Bedrückend ist auch eine Chronik antisemitischer Vorfälle in der DDR, die natürlich unvollständig ist. Von unzähligen Schändungen jüdischer Friedhöfe ist dort zu lesen, ebenso von antisemitischen Schmierereien und Beschimpfungen. Etwa im Jahr 1960 in Karl-Marx Stadt, wo in der gewerblichen Berufsschule III Jugendliche die Worte »Juden raus« in eine Mauer ritzten, nachdem sie erfahren hatten, dass bei der dort tätigen Maurerkolonne ein Arbeiter jüdischer Abstammung arbeitete. Oder sechs Jahre später in Wingwitz im Bezirk Dresden, wo Schüler der Polytechnischen Oberschule auf die Frage »Wer ist der größte Führer aller Zeiten?« mit »Adolf Hitler« antworteten und dann andere Mitschüler zwangen, das Lied »Schmiert die Guillotine ein mit Judenfett« zu singen. Oder im Oktober 1977, als die FDJ-Bezirksleitung insgesamt etwa 40 Fälle registrierte, in denen in Potsdam und Umgebung Mitglieder der Organisation sich antisemitisch äußerten und den Hitlergruß verwendeten.

Der staatliche Umgang mit den wenigen Spuren, die nach der Shoah ehemaliges jüdisches Leben bezeugten, beweist einen ähnlichen Ungeist wie die Aktivitäten der Untertanen, das zeigen die Recherchen der Ausstellungsmacher. In Neubrandenburg errichtete die DDR-Staatsführung auf dem ehemaligen jüdischen Friedhof das Redaktionsgebäude der SED-Zeitung Freie Erde. In Hagenow wurde der Friedhof zum Abstellplatz für städtische Müllfahrzeuge. Grabsteine wurden zum Straßen- oder Gebäudebau verwendet. Auf dem Fabrikgelände in Dessau, auf dem das Zyklon B für die Gaskammern hergestellt wurde, erinnerte nichts an die Produktion des Vernichtungsgases.

Besonders erschütternd ist Anetta Kahane, der Vorsitzenden der Amadeu-Antonio-Stiftung, zufolge auch die »riesige Gleichgültigkeit« gewesen, auf die die Jugendlichen bei ihren Recherchen stießen. »Ist ja keiner mehr da«, ist die Antwort Hagenower Bürger, die nach ihrer Meinung zur Verwendung jüdischer Grabsteine als Straßenbaumaterial befragt wurden.

Ein Teil der Ausstellung widmet sich auch der bemühten Zuwendung, die die DDR-Staatsführung für die jüdischen Gemeinden am Ende der achtziger Jahre übrig hatte, als wirtschaftliche Kontakte mit dem so genannten Klassenfeind als Ausweg aus der Misere dienen sollten.
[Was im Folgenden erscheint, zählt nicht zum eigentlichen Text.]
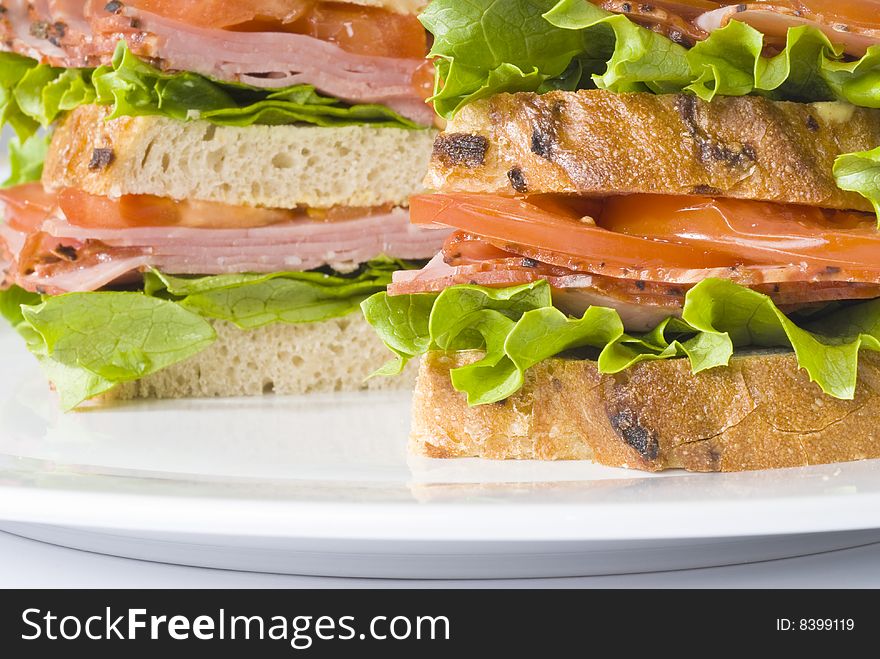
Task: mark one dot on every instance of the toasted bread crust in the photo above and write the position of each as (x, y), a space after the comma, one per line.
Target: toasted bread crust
(269, 166)
(594, 142)
(761, 412)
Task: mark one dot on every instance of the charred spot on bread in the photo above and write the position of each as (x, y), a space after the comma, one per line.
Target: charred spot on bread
(542, 144)
(466, 149)
(626, 425)
(518, 180)
(101, 158)
(735, 156)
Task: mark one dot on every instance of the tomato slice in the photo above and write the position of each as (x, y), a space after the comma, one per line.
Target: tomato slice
(557, 228)
(649, 232)
(26, 207)
(865, 13)
(354, 28)
(761, 232)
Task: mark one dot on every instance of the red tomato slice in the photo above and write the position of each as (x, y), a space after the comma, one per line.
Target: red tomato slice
(645, 232)
(557, 228)
(26, 206)
(865, 13)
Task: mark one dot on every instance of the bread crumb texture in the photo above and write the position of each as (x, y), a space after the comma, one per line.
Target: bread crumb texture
(329, 356)
(761, 412)
(267, 166)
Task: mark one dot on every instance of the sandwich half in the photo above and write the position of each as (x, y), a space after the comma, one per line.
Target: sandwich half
(665, 236)
(202, 193)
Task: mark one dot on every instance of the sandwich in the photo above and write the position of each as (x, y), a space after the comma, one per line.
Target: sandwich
(665, 246)
(202, 193)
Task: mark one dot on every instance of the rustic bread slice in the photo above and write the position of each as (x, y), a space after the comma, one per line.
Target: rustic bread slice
(761, 412)
(328, 356)
(270, 166)
(595, 142)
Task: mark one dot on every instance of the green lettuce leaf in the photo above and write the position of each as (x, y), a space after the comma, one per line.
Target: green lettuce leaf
(518, 327)
(860, 172)
(483, 47)
(34, 95)
(26, 160)
(254, 300)
(88, 343)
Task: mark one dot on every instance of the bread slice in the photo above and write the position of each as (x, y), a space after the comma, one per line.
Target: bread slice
(595, 142)
(329, 356)
(269, 166)
(761, 412)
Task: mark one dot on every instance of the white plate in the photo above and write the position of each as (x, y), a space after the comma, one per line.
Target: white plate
(322, 485)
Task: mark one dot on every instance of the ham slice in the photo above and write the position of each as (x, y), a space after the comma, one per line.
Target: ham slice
(642, 300)
(84, 34)
(774, 21)
(57, 257)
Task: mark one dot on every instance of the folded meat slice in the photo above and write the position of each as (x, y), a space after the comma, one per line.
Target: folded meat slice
(642, 303)
(853, 26)
(47, 252)
(85, 34)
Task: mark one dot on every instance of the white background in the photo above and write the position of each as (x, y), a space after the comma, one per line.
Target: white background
(29, 564)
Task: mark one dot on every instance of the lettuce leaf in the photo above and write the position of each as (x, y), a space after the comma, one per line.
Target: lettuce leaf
(26, 160)
(88, 343)
(860, 172)
(254, 300)
(518, 327)
(34, 95)
(483, 47)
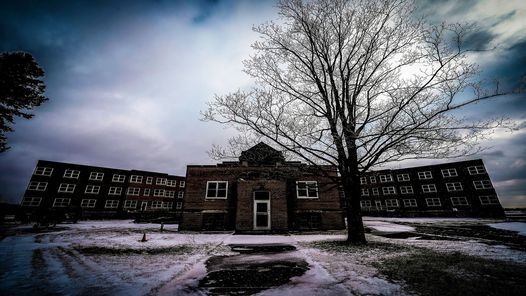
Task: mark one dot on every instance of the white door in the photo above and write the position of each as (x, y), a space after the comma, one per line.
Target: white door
(261, 214)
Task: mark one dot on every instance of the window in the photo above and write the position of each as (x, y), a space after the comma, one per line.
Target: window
(428, 188)
(476, 170)
(73, 174)
(115, 191)
(118, 178)
(61, 202)
(92, 189)
(365, 204)
(31, 201)
(392, 203)
(425, 175)
(130, 204)
(386, 178)
(389, 190)
(410, 203)
(66, 188)
(158, 192)
(37, 186)
(111, 204)
(488, 200)
(433, 202)
(157, 205)
(482, 184)
(447, 173)
(459, 201)
(133, 191)
(307, 189)
(43, 171)
(216, 189)
(406, 189)
(88, 203)
(455, 186)
(135, 179)
(403, 177)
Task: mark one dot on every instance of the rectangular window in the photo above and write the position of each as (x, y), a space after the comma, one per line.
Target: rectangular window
(115, 191)
(391, 190)
(459, 201)
(118, 178)
(66, 188)
(130, 204)
(133, 191)
(43, 171)
(476, 170)
(386, 178)
(92, 189)
(61, 202)
(37, 186)
(433, 202)
(307, 189)
(447, 173)
(454, 186)
(31, 201)
(365, 204)
(482, 184)
(135, 179)
(488, 200)
(425, 175)
(410, 203)
(88, 203)
(406, 189)
(428, 188)
(403, 177)
(96, 176)
(158, 192)
(392, 203)
(216, 189)
(73, 174)
(111, 204)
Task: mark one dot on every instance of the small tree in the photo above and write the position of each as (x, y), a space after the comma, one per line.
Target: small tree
(21, 90)
(357, 84)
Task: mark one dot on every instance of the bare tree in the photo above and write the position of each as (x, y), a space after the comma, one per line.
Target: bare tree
(357, 84)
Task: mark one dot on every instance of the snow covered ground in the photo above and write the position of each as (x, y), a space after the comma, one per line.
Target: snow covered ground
(108, 257)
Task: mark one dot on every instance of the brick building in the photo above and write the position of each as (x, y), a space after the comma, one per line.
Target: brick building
(261, 193)
(98, 192)
(450, 189)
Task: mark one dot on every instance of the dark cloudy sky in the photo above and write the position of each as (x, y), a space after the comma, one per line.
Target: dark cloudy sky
(127, 80)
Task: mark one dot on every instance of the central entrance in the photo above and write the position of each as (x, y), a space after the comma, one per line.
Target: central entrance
(261, 210)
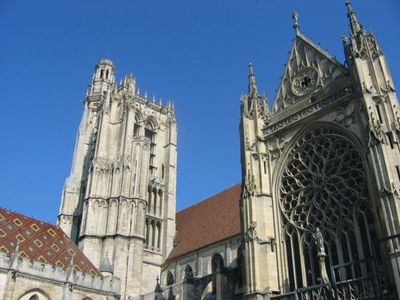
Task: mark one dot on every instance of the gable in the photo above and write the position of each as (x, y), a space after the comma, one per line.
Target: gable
(309, 70)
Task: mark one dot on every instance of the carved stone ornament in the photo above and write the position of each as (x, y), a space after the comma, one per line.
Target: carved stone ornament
(305, 81)
(249, 186)
(345, 115)
(323, 183)
(251, 233)
(376, 130)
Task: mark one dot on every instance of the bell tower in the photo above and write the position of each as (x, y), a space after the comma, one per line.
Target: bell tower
(380, 120)
(321, 175)
(118, 203)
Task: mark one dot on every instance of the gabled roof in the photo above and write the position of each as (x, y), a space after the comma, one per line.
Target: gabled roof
(40, 241)
(309, 69)
(207, 222)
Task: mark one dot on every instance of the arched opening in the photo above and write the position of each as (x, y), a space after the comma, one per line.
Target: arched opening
(170, 278)
(217, 264)
(188, 272)
(35, 294)
(323, 199)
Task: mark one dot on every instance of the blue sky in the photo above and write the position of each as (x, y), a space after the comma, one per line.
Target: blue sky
(195, 53)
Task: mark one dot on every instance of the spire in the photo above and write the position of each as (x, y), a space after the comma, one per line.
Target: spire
(105, 266)
(252, 82)
(295, 18)
(355, 26)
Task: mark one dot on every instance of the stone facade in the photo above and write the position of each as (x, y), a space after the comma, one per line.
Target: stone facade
(23, 279)
(315, 217)
(321, 175)
(119, 201)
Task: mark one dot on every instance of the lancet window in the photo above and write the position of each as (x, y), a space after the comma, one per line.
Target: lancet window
(150, 134)
(153, 234)
(323, 185)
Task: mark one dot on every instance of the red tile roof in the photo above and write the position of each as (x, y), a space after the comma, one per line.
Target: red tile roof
(207, 222)
(40, 241)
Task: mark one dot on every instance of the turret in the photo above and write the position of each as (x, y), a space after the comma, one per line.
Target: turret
(103, 77)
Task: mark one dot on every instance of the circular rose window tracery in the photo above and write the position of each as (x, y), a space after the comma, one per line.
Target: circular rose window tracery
(323, 181)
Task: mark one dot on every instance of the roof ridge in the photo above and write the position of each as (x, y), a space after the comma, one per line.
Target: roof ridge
(209, 198)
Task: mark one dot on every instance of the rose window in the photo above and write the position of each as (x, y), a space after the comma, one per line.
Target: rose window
(323, 182)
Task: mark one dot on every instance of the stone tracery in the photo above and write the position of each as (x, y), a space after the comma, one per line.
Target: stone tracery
(323, 185)
(320, 184)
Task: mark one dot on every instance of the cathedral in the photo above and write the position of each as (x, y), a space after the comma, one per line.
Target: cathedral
(316, 215)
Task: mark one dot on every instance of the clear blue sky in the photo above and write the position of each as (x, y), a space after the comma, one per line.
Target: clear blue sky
(195, 53)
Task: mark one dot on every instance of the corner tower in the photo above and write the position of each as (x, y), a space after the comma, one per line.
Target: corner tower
(118, 203)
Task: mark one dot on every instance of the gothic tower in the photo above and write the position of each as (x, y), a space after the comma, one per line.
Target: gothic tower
(321, 175)
(118, 203)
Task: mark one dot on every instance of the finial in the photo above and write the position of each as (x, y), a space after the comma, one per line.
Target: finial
(355, 26)
(295, 18)
(252, 81)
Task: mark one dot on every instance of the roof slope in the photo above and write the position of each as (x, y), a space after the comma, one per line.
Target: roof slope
(40, 241)
(309, 69)
(208, 222)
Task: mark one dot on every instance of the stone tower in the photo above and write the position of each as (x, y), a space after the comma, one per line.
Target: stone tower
(321, 175)
(118, 203)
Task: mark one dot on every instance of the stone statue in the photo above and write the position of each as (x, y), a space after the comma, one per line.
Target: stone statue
(319, 240)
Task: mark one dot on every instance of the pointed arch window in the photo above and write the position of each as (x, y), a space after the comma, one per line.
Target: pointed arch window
(323, 188)
(150, 134)
(170, 278)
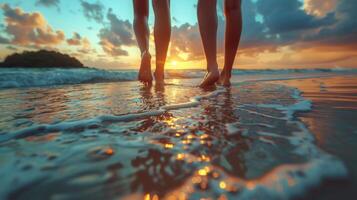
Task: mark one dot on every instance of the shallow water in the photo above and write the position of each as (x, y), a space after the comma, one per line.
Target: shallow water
(332, 120)
(117, 140)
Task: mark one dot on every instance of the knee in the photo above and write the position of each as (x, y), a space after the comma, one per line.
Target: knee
(232, 6)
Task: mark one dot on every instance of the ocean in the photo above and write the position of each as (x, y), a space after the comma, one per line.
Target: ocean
(99, 134)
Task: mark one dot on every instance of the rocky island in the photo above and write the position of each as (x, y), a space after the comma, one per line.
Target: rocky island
(41, 59)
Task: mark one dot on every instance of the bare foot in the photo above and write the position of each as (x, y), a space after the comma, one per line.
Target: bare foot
(225, 79)
(159, 77)
(145, 75)
(210, 78)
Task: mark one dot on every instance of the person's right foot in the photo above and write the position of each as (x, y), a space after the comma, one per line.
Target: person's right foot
(145, 75)
(159, 77)
(210, 78)
(225, 78)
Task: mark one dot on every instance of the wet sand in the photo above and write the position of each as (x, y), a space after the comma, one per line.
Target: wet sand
(255, 140)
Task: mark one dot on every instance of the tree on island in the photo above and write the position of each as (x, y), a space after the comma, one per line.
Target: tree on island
(41, 59)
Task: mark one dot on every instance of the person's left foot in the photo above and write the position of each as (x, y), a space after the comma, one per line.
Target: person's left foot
(210, 79)
(159, 77)
(144, 75)
(225, 79)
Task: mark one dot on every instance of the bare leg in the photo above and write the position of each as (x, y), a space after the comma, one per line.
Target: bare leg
(233, 33)
(142, 33)
(207, 20)
(162, 33)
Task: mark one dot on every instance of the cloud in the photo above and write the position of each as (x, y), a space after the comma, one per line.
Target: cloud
(4, 40)
(75, 40)
(82, 42)
(48, 3)
(320, 7)
(29, 28)
(93, 11)
(119, 33)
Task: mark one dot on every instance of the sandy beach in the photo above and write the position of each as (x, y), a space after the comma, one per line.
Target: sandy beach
(283, 136)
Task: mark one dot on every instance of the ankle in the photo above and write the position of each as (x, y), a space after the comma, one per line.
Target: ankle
(146, 54)
(227, 72)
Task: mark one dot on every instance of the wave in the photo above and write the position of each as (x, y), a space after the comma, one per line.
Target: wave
(33, 77)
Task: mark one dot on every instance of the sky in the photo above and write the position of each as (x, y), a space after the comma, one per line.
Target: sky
(276, 33)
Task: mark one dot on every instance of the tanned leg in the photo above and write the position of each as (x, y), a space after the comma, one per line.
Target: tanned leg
(207, 21)
(142, 33)
(232, 38)
(162, 33)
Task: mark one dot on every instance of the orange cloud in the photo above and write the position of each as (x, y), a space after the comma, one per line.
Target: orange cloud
(29, 28)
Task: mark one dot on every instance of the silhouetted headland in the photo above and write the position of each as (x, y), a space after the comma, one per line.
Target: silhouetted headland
(41, 59)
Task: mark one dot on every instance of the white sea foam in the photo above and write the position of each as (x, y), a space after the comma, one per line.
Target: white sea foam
(21, 77)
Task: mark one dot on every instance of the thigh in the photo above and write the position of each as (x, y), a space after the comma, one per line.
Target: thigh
(230, 5)
(141, 7)
(159, 4)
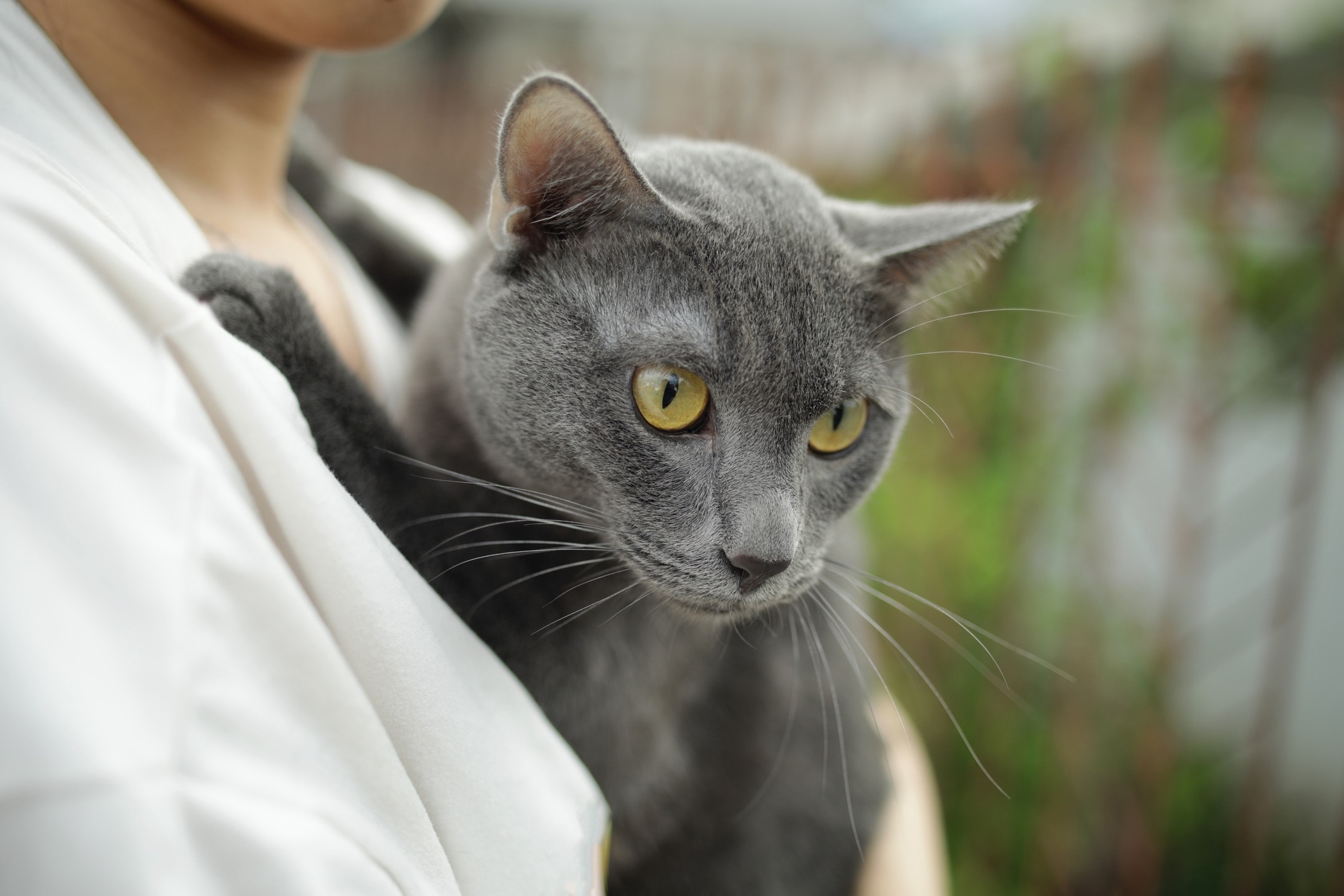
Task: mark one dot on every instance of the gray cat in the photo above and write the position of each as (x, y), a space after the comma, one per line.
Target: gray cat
(660, 378)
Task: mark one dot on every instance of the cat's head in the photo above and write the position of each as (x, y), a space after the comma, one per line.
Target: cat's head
(694, 340)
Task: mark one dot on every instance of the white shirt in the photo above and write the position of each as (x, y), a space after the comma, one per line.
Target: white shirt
(217, 676)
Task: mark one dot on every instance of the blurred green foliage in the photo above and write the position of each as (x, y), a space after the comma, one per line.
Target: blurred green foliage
(984, 508)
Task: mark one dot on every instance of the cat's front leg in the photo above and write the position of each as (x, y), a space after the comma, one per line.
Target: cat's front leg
(265, 308)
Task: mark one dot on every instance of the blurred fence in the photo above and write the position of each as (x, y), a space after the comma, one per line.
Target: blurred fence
(1151, 499)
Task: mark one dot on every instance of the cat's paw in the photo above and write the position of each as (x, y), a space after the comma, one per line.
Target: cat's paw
(261, 305)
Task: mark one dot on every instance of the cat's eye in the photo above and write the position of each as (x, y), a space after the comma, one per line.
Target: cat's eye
(839, 428)
(670, 398)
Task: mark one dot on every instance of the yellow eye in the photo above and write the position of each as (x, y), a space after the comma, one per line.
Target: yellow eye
(670, 398)
(839, 428)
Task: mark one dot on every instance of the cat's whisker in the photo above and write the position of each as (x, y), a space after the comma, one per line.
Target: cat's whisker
(816, 669)
(606, 574)
(982, 310)
(788, 730)
(514, 554)
(905, 655)
(882, 679)
(435, 550)
(573, 546)
(503, 519)
(910, 308)
(627, 606)
(511, 494)
(1001, 682)
(570, 617)
(845, 757)
(918, 402)
(1007, 357)
(541, 499)
(971, 628)
(530, 577)
(843, 636)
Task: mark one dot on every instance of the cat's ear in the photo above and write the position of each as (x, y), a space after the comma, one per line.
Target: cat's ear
(930, 246)
(561, 167)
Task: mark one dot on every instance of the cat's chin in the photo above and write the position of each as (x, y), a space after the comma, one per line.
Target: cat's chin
(730, 606)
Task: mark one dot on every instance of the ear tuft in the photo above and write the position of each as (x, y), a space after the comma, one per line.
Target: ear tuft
(561, 167)
(924, 249)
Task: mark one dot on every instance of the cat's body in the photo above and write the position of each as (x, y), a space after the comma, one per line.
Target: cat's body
(703, 674)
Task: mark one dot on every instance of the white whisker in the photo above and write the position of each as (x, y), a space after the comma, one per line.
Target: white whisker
(971, 628)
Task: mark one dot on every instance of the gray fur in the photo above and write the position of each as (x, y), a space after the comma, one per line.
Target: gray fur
(719, 260)
(725, 724)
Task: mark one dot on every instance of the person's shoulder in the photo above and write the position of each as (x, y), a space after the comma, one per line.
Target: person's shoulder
(38, 199)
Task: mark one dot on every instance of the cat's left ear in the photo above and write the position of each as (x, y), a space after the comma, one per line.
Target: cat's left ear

Handelserleichterungen waren von den USA nur bei einer umfassenden Entschädigung beziehungsweise Rückerstattung von arisiertem Eigentum zu haben. Daher wurde etwa in dieser Zeit den Feierlichkeiten zum 50. Jahrestag der Reichspogromnacht, der Restaurierung jüdischer Synagogen oder den Beziehungen zu Israel beachtlich viel mehr Engagement entgegengebracht als jemals in den Jahren zuvor. »Instrumentalisierung der Jüdischen Gemeinden« ist dieser Teil der Ausstellung überschrieben.

Es sei in beachtlichem Maße die dargestellte Tabuisierung der Shoah gewesen, die nach der Wende die Zahl antisemitischer und rassistischer Taten ansteigen ließ, sagt Heike Radvan. Zwar bescheinigten Untersuchungen zu Beginn der neunziger Jahre den Bewohnern des Ostens noch eine geringere Neigung zum Antisemitismus als den Westdeutschen, aber die Kuratorin verweist darauf, dass etwa das Wort »Jude« in der DDR quasi nicht existiert habe. Daher habe es auch weniger negative Reaktionen etwa auf die Frage, ob man sich einen Juden als Nachbarn vorstellen könne, gegeben. In den vergangenen Jahren seien bei Umfragen neue Kriterien hinzugekommen, die bestätigten, dass antisemitische Einstellungen in Ost wie West gleichermaßen vorhanden seien.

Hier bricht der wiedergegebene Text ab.